A Polícia Federal (PF) concluiu uma das etapas da Operação Overclean e indiciou 25 pessoas, entre empresários e ex-agentes públicos, investigadas por integrar um esquema de corrupção, fraudes a licitações e desvio de verbas públicas na Bahia. A apuração foca em contratos direcionados nas áreas de limpeza urbana e pavimentação custeados por órgãos federais, como a Companhia de Desenvolvimento dos Vales do São Francisco e do Parnaíba (Codevasf) e o Departamento Nacional de Obras Contra as Secas (Dnocs).

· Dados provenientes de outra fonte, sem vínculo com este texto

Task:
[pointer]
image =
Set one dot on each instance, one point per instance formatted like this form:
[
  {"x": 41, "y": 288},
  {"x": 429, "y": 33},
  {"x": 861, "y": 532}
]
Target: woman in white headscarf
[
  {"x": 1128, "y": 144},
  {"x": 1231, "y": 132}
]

Segundo o relatório conclusivo da PF, a organização criminosa teria movimentado cerca de R$ 1,4 bilhão por meio do direcionamento de licitações com pagamento de propina a gestores municipais e obras com valores superfaturados. Entre os indiciados constam os empresários José Marcos Moura, Fábio Parente e Alex Parente, além dos ex-coordenadores do Dnocs na Bahia, Lucas Maciel Lobão Vieira e Rafael Guimarães de Carvalho.

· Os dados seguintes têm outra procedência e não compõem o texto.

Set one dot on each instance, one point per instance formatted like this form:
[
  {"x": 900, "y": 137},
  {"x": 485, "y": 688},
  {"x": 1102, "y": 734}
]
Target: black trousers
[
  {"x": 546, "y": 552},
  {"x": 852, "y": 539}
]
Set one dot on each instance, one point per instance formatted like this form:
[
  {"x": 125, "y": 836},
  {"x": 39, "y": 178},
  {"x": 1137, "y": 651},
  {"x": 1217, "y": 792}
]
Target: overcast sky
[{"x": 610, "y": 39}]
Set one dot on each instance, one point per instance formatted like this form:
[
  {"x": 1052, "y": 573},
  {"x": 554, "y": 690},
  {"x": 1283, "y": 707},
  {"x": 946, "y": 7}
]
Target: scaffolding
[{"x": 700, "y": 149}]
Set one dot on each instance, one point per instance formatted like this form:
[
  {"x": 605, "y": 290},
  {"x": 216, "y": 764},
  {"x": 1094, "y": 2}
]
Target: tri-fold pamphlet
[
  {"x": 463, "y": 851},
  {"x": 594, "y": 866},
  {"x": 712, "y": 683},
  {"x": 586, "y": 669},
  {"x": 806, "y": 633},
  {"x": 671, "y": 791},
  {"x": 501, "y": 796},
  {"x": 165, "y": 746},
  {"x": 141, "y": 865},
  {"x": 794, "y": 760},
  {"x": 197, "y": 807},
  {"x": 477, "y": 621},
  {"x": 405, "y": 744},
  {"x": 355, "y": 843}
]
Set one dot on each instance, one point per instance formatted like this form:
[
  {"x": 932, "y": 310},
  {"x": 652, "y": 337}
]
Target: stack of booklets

Os investigados foram enquadrados pelos crimes de organização criminosa, peculato, fraude à licitação, corrupção ativa e passiva, lavagem de dinheiro e embaraço à investigação. A Operação Overclean, que teve sua primeira fase deflagrada em dezembro de 2024, cumpriu mandados em diversas fases com o objetivo de desarticular o braço empresarial do grupo.

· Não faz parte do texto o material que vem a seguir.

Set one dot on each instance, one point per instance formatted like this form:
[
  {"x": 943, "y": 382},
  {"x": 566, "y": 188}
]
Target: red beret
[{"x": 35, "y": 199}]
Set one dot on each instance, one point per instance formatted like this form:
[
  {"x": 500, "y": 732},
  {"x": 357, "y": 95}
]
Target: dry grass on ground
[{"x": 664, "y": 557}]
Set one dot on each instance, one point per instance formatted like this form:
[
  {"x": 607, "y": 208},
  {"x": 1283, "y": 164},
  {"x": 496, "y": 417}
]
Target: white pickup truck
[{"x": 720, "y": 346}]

Apesar dos indiciamentos apresentados nesta fase, as investigações em relação aos parlamentares citados no inquérito continuam no Supremo Tribunal Federal. Entre os políticos apurados pela PF estão os deputados federais baianos Félix Mendonça (PDT), Elmar Nascimento (União) e Dal Barreto (União), além de Vicentinho Júnior (PP-TO). Nesses casos específicos, o órgão policial ainda não formalizou relatório com proposta de indiciamento.